The 10th also finds inadmissible brief testimony about an uncharged bank robbery. A witness testified Mr. Shaw asked him to pick up a man and later that day he learned there was a bank robbery in the same town. The evidence had too little relevance to be admissible. But the admission was harmless. The improper evidence so tenuously tied Mr. Shaw to a robbery that it couldn't have influenced the verdicts that were supported by strong evidence.
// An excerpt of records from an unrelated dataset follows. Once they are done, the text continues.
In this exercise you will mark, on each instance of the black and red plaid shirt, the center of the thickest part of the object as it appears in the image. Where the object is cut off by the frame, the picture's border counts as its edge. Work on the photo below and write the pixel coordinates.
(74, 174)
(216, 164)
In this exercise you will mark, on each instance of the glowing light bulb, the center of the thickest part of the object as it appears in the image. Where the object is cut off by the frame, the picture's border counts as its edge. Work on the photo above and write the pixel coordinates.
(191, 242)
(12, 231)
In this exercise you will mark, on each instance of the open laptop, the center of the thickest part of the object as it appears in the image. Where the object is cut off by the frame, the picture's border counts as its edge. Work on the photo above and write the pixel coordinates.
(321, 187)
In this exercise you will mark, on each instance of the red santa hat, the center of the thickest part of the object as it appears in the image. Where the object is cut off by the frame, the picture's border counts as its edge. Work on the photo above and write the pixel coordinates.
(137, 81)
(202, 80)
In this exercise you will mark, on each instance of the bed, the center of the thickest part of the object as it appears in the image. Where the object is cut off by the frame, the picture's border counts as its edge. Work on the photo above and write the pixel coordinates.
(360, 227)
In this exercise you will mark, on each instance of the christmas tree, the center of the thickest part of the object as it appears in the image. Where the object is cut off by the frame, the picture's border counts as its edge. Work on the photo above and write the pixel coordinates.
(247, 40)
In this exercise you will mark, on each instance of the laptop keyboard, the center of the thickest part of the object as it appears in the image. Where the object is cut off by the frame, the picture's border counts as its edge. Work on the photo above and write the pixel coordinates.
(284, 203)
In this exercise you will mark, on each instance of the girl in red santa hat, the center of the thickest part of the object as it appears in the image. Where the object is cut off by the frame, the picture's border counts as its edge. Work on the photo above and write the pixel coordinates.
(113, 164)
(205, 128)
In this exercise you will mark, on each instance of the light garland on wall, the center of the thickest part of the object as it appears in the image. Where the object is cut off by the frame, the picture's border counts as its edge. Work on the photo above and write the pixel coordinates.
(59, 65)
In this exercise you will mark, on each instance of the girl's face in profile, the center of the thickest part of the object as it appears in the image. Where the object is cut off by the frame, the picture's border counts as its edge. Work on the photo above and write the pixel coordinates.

The 10th holds that a trial court does not abuse its discretion when it refuses to dismiss a juror who has in some way indicated she may not be impartial if she subsequently affirms her impartiality. Thus the 10th precludes virtually any juror bias challenge on appeal. In this case, Mr. Shaw mouthed the words "call me" and gestured to a juror as if he were holding a telephone to his ear. This upset the juror. Let's call her juror 121. [Mr. Shaw explained he was actually trying to gesture to a different juror. He obviously needs to refine his flirting technique]. 121 told the bailiff about Mr. Shaw's behavior in front of the other jurors. The court questioned all the jurors about this. One juror, 76, said the incident made her sick and she would have to make an effort to get the implanted event out of her mind. Eventually 76 said she thought could put the matter aside. The court excused 121, but refused to excuse 76. The 10th found this to be okay. The 10th also noted its concern about removing jurors as a result of a defendant's misconduct.